The above formulation also generalizes to the link prediction task. More formally, statistical parity for a link prediction function $h:V\times V\rightarrow\{0,1\}$ is:

(17)		$\displaystyle\Delta\mathtt{SP}$	$\displaystyle=\left\|\mathbb{P}\big{(}h(v,u)=1\,\|\,s_{v}\not=s_{u}\big{)}\,-\,\mathbb{P}\big{(}h(v,u)=1\,\|\,s_{v}=s_{u}\big{)}\right\|$
		$\displaystyle=\left\|\mathbb{P}\big{(}h(v,u)=1\,\|\,s_{v}\oplus s_{u}=1\big{)}\,-\,\mathbb{P}\big{(}h(v,u)=1\,\|\,s_{v}\oplus s_{u}=0\big{)}\right\|$

where $s_{v}\oplus s_{u}=1$ (or $s_{v}\not=s_{u}$ ) implies that $v$ and $u$ belong to different groups whereas $s_{v}\oplus s_{u}=0$ (or $s_{v}=s_{u}$ ) implies they belong to the same group. Hence, in the case of link prediction, we only consider whether the sensitive attribute values are the same $s_{v}=s_{u}$ or not $s_{v}\not=s_{u}$ , since an edge either exists or not, $h(v,u)\in\{0,1\}$ .

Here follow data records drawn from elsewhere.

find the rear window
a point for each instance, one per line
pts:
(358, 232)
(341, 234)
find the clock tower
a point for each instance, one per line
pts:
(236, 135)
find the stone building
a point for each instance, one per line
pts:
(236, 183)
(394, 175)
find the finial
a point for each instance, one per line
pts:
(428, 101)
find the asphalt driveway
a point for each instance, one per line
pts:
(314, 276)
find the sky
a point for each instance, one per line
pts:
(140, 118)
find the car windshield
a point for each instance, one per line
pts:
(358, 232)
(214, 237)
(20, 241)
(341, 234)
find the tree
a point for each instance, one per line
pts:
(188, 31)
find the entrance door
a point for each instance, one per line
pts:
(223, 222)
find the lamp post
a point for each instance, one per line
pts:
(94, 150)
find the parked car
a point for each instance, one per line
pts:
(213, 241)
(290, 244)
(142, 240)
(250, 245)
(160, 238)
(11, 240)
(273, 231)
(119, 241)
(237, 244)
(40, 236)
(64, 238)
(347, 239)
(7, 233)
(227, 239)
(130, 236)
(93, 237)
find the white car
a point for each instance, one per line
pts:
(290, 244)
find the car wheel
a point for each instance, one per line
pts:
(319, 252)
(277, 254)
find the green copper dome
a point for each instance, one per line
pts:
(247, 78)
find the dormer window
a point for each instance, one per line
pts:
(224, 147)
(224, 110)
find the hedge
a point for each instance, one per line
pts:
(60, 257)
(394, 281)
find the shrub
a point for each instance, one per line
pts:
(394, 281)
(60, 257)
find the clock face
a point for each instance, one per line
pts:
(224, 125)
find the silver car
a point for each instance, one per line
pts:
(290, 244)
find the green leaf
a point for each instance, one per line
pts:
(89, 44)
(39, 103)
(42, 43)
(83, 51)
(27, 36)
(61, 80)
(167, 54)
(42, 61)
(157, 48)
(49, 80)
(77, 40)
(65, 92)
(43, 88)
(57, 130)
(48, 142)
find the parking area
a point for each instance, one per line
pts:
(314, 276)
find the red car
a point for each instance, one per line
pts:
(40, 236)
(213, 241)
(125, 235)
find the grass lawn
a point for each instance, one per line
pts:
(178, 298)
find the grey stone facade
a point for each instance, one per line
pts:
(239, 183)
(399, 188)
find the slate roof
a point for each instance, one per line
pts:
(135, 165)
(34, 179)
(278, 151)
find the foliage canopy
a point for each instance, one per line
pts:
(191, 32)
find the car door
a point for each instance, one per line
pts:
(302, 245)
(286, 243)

3.4.2. Equal Opportunity (EO)

The equal opportunity metric requires the non-discrimination only within the “advantaged” outcome group. More formally, given the ground-truth $Y$ , the prediction $\hat{Y}$ , along with the sensitive attribute value $s$ , $\Delta\mathtt{EO}$ is:

(18)

\displaystyle\Delta\mathtt{EO}=\left|\mathbb{P}(\hat{Y}=1\,|\,Y=1,\,s=1)\,-\,\mathbb{P}(\hat{Y}=1\,|\,Y=1,\,s=0)\right|

where lower values of $\Delta\mathtt{EO}$ imply better fairness. The above equal opportunity metric is a relaxation of the equalized odds metric (Hardt et al., 2016) that measures the difference of true positives, true negatives, false positives and false negatives between the groups. More formally, given the ground-truth $Y$ , the prediction $\hat{Y}$ , along with the sensitive attribute value $s$ , $\Delta\mathtt{EO}$ is:

(19)

\displaystyle\Delta\mathtt{EO}=\left|\mathbb{P}(\hat{Y}=1\,|\,Y=y,\,s=1)\,-\,\mathbb{P}(\hat{Y}=1\,|\,Y=y,\,s=0)\right|,\quad y\in\{0,1\}

where $\Delta\mathtt{EO}=0$ implies all groups have the same true positive, true negative, false positive, and false negative rates, and are therefore fair.

4. GNN Fairness Techniques

For graph fairness, techniques can generally take one of three entry points for their mitigation – modifying graphs before training with pre-processing (Sec. 4.1), modifying the training process (Sec. 4.2), modifying the outputs with post-processing (Sec. 4.3), or a hybrid approach that combines two or more mitigation techniques at different stages (Sec. 4.4). We summarize and categorize GNN fairness techniques in Table 1 using the proposed taxonomy that categorizes fairness techniques for GNNs based on the (i) type of input graph supported (e.g., homogeneous, bipartite, heterogeneous), (ii) type of unfairness mitigation technique based on whether bias mitigation is performed during pre-processing, training, or post-processing, and (iii) graph learning task such as node classification, link prediction, or link classification.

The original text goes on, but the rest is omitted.